The vehicle will be made of a material called Mylar, which becomes electrically charged when struck by the sun’s rays. Small ion beams will be used both to charge the vehicle and to increase the natural surface charge, opposing gravity.
“A self-rising vehicle doesn’t have to deal with wheels or moving parts,” says aerospace engineer Paulo Lozano of the Massachusetts Institute of Technology (MIT). As long as you don’t have physical contact with the asteroid, you can easily navigate and research on it.”
Ion engines, called ionic-liquid ion sources, have previously been used to propel satellites through space. The vehicle’s primary fuel will be molten salt, which shoots out as a beam of nozzles when struck with an electrical charge.

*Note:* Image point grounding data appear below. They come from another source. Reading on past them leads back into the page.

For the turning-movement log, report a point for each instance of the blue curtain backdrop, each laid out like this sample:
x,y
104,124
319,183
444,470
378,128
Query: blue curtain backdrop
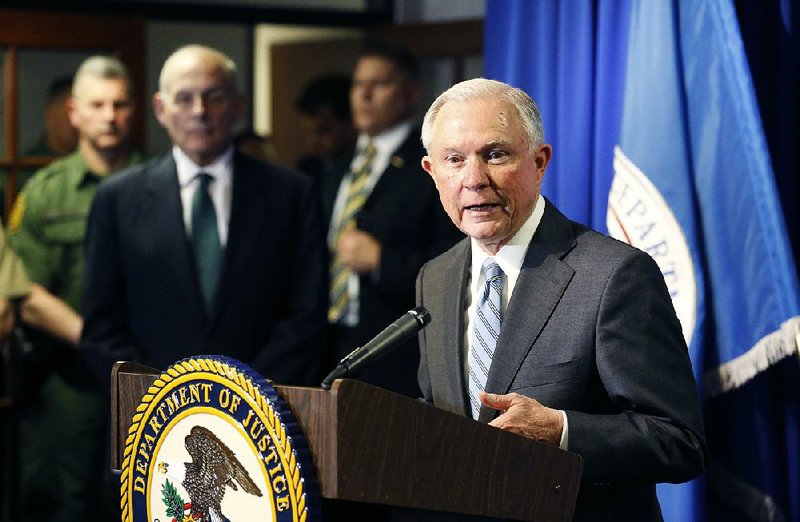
x,y
668,81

In a laboratory experiment using ionic-liquid ion sources to generate an electrostatic force, the team was able to lift a palm-sized vehicle, about 60 grams, into the air. “Our design consumes very little power and generates very large voltages. The power requirement is very low so you can run it for as long as you want,” says Lozano.
The research was published in the Journal of Spacecraft and Rockets.